Raid level write verification - Storage

This is a discussion on Raid level write verification - Storage ; Is it true that Raid levels like 1, 1+0, 3, 4 verify on the fly that both the data write and the ecc write match while levels like raid 5 don't (with few exceptions on the very high end)? Is ...

+ Reply to Thread
Results 1 to 13 of 13

Thread: Raid level write verification

  1. Raid level write verification

    Is it true that Raid levels like 1, 1+0, 3, 4 verify on the fly that
    both the data write and the ecc write match while levels like raid 5
    don't (with few exceptions on the very high end)? Is this dependant
    rather on make & model?

    TIA


  2. Re: Raid level write verification

    teckytim wrote:
    > Is it true that Raid levels like 1, 1+0, 3, 4 verify on the fly that
    > both the data write and the ecc write match while levels like raid 5
    > don't (with few exceptions on the very high end)?


    No. No RAID level *requires* any kind of read-after-write verification,
    though any RAID *implementation* could offer it as an additional feature.

    However, I think some RAID-3 implementations verify on the fly that the
    parity information matches the stripe being *read* (since that has no
    impact on performance, save for the CPU cycles required by the
    comparison and the bus cycles consumed by reading the parity). Though I
    don't recall that the accepted RAID-3 definition *requires* this.

    - bill

  3. Re: Raid level write verification


    Bill Todd wrote:
    > teckytim wrote:
    > > Is it true that Raid levels like 1, 1+0, 3, 4 verify on the fly

    that
    > > both the data write and the ecc write match while levels like raid

    5
    > > don't (with few exceptions on the very high end)?

    >
    > No. No RAID level *requires* any kind of read-after-write

    verification,
    > though any RAID *implementation* could offer it as an additional

    feature.
    >
    > However, I think some RAID-3 implementations verify on the fly that

    the
    > parity information matches the stripe being *read* (since that has no


    > impact on performance, save for the CPU cycles required by the
    > comparison and the bus cycles consumed by reading the parity).

    Though I
    > don't recall that the accepted RAID-3 definition *requires* this.
    >
    > - bill



    Thanks. I was afraid that was the answer as so many raid details are
    nonstandard or rather manufacturer specific.

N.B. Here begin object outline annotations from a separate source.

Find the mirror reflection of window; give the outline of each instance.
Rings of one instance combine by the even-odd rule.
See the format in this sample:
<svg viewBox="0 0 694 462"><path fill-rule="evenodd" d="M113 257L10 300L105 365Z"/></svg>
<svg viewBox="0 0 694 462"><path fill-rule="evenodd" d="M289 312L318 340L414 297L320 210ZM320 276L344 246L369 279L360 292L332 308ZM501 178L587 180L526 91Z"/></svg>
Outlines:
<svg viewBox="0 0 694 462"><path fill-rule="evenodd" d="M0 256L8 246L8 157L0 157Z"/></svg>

    So if I *require* a raid implementation that does this, where do I have
    to look? Are there PCI card products (SATA & SCSI), raid boxes, or is
    this only available in the high end non-das raid like emc, etc.

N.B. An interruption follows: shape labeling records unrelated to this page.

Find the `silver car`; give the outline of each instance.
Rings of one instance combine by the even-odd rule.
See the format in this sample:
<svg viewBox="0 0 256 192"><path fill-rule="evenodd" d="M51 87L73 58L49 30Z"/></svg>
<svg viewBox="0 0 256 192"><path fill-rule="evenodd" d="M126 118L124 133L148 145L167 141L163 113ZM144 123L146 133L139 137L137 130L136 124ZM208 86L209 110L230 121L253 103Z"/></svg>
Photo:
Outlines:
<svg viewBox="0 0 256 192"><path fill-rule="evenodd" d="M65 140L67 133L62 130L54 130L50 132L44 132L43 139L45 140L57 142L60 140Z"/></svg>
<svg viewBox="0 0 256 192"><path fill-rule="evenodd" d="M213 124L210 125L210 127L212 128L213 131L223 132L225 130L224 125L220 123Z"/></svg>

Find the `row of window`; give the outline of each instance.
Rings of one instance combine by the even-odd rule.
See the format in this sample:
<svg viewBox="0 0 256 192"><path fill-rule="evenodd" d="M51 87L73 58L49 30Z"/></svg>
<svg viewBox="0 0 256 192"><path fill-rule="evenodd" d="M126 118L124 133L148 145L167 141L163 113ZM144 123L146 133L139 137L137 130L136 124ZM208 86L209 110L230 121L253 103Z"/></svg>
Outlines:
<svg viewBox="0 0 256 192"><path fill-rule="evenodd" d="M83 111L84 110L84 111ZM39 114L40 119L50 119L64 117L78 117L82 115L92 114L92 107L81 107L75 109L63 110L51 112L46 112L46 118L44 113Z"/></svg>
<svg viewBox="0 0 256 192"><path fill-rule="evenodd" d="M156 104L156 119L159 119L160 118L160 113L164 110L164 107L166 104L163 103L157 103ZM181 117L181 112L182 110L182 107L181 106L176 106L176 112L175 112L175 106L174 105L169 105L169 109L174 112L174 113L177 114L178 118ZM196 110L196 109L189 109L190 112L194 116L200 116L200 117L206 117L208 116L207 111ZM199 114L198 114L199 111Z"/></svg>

    Are background media scans sufficient protection against failing/flaky
    media so the verify feature discussed above is not necessary?

    Thanks again.


  4. Re: Raid level write verification

    teckytim wrote:

    ....

    > So if I *require* a raid implementation that does this, where do I have
    > to look? Are there PCI card products (SATA & SCSI), raid boxes, or is
    > this only available in the high end non-das raid like emc, etc.

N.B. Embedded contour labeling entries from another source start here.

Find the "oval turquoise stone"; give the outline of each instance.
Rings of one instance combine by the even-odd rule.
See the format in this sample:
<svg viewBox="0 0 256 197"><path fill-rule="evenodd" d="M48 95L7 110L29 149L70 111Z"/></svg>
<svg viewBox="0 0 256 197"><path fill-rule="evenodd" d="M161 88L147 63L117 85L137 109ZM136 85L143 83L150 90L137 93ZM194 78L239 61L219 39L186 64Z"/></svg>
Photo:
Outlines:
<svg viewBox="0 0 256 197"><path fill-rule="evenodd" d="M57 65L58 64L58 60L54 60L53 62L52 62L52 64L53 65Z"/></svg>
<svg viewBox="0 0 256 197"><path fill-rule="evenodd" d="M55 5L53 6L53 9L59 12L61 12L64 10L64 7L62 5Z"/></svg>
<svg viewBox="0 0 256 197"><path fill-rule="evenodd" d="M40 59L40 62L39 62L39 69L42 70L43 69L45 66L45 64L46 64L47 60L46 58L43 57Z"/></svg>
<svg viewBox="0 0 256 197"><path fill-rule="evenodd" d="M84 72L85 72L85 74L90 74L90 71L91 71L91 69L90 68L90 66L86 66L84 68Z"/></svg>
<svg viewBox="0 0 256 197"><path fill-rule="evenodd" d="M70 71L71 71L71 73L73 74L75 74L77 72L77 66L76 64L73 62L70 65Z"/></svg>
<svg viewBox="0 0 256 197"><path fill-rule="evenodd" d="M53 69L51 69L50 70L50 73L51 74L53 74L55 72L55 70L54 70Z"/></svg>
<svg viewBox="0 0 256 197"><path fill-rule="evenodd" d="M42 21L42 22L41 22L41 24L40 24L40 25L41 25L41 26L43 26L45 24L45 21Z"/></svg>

    Someone else here might know, but I don't.

    >
    > Are background media scans sufficient protection against failing/flaky
    > media so the verify feature discussed above is not necessary?
    >
    > Thanks again.
    >


    I don't think the two are all that closely related. All
    read-after-write does is verify that the data written was what you
    intended to write: while this does guard against very low-probability
    errors like silently-failing null writes or 'wild' writes (though with
    the latter you have to worry about what got clobbered as well), it isn't
    likely to be any kind of substitute for background 'scrubbing' to catch
    deteriorating sectors (which I think are orders of magnitude more likely
    than unheralded write failures, but that's just my impression).

    Sun claims that its new ZFS file system for Solaris has supplementary
    checksum information that guards data from main-memory to disk and back
    again - you might find a look there interesting. But that's not
    specifically RAID-related.

    - bill

  5. Re: Raid level write verification


    Bill Todd wrote:
    > teckytim wrote:
    >
    > ...
    >
    > > So if I *require* a raid implementation that does this, where do I

    have
    > > to look? Are there PCI card products (SATA & SCSI), raid boxes, or

    is
    > > this only available in the high end non-das raid like emc, etc.

    >
    > Someone else here might know, but I don't.
    >
    > >
    > > Are background media scans sufficient protection against

    failing/flaky
    > > media so the verify feature discussed above is not necessary?
    > >
    > > Thanks again.
    > >

    >
    > I don't think the two are all that closely related. All
    > read-after-write does is verify that the data written was what you
    > intended to write: while this does guard against very

    low-probability
    > errors like silently-failing null writes or 'wild' writes (though

    with
    > the latter you have to worry about what got clobbered as well), it

    isn't
    > likely to be any kind of substitute for background 'scrubbing' to

    catch
    > deteriorating sectors (which I think are orders of magnitude more

    likely
    > than unheralded write failures, but that's just my impression).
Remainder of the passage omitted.